Africa-focused gold miner Pan African Resources (PAF) reported further growth at the full-year stage. That progress looks set to continue next year, too, as management works on closing the transformational acquisition of the Evander gold mining complex, which will double annual gold production to nearly 200,000 ounces - leaving the shares looking attractive.

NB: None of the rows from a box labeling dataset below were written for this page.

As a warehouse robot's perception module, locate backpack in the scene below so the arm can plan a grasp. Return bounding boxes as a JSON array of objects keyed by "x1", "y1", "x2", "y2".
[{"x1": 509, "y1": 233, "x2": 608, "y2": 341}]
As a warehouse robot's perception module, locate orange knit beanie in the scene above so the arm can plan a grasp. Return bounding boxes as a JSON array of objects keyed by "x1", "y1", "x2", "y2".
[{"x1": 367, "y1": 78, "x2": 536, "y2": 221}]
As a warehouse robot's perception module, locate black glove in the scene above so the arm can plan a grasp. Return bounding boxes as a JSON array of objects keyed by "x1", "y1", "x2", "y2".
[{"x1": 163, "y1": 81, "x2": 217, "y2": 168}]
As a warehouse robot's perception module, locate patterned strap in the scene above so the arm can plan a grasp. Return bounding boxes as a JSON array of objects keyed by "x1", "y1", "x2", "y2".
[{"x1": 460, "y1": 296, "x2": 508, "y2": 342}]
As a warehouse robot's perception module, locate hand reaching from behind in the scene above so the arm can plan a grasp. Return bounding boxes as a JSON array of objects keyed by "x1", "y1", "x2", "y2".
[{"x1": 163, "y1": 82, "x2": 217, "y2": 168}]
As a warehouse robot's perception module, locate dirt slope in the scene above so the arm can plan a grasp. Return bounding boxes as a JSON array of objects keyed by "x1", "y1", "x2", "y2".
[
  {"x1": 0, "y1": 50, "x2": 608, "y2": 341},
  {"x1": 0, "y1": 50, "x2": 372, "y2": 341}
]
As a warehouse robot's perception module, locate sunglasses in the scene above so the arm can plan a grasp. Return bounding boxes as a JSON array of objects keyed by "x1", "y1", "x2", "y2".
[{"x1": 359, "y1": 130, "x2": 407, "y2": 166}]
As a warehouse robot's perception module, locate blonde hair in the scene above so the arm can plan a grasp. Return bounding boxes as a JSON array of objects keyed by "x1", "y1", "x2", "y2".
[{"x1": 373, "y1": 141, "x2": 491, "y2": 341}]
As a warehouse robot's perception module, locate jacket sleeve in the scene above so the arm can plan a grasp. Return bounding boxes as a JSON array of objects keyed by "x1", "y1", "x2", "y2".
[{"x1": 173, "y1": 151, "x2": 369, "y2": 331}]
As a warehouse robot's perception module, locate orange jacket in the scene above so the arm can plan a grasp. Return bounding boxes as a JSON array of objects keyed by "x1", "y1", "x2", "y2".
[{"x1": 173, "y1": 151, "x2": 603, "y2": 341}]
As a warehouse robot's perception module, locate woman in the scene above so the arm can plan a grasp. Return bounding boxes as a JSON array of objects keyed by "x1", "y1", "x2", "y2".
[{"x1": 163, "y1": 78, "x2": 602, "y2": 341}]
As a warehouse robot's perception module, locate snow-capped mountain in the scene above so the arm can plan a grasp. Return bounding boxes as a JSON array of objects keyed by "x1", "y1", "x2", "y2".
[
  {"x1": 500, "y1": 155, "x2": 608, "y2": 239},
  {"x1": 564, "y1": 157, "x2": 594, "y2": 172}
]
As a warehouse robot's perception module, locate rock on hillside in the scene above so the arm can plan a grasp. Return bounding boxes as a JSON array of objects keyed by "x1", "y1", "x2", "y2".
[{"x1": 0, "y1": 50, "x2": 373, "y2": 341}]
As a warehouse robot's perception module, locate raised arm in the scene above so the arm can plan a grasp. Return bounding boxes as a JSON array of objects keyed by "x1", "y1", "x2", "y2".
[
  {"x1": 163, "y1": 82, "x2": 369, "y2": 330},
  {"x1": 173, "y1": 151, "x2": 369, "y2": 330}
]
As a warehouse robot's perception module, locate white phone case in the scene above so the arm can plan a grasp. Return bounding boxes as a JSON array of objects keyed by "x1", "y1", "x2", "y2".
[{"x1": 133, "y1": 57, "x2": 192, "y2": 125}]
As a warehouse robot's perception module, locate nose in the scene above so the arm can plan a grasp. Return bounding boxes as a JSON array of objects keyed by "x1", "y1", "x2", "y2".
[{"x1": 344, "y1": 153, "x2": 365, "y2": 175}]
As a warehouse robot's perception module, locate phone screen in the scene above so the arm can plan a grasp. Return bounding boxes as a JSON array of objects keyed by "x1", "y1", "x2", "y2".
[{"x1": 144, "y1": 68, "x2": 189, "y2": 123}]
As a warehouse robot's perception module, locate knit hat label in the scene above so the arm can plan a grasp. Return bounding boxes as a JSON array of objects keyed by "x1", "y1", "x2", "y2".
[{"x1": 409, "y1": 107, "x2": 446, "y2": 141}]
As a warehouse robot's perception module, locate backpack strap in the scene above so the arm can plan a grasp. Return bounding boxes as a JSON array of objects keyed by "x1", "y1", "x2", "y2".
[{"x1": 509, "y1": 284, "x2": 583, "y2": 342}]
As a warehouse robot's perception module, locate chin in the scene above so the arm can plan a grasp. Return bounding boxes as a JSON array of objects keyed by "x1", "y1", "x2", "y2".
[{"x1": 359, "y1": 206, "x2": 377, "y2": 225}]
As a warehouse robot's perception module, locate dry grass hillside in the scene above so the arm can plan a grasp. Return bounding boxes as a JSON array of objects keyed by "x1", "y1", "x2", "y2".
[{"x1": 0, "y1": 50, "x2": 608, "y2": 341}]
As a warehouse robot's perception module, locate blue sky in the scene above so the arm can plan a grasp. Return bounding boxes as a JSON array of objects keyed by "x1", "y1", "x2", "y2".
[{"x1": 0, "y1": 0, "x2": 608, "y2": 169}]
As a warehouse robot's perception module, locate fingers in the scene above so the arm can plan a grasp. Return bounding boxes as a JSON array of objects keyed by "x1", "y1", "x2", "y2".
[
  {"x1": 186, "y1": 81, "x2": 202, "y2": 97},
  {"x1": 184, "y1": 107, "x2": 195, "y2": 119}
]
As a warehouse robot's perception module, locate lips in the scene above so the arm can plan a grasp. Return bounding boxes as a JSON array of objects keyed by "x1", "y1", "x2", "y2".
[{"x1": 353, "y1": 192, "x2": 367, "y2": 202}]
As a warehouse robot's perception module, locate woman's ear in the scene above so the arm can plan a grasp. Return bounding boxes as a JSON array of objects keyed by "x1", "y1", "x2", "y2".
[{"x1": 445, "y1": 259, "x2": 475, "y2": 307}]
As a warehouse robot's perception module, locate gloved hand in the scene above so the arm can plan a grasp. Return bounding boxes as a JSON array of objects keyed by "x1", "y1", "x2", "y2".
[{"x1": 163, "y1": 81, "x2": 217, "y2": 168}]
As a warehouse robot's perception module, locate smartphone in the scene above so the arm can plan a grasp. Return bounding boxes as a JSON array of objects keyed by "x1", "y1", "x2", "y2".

Meanwhile, the company’s reliable Barberton gold operations in South Africa continues to deliver healthy profits, with the decreasing value of the South African rand helping the company to lower cash costs year-on-year by 0.6 per cent to $776 (£479) per ounce.
Barberton produced 94,449 ounces during the period, up slightly from 92,197 ounces a year earlier, but a 24 per cent rise in the gold price boosted turnover and profits substantially. In addition, Pan African’s Phoenix chrome tailings plant added some 3,384 ounces of platinum group metals (PGMs) after being commissioned earlier in the year - broker finnCap expects it to produce around 9,000 ounces of PGMs in the year to end-June 2013.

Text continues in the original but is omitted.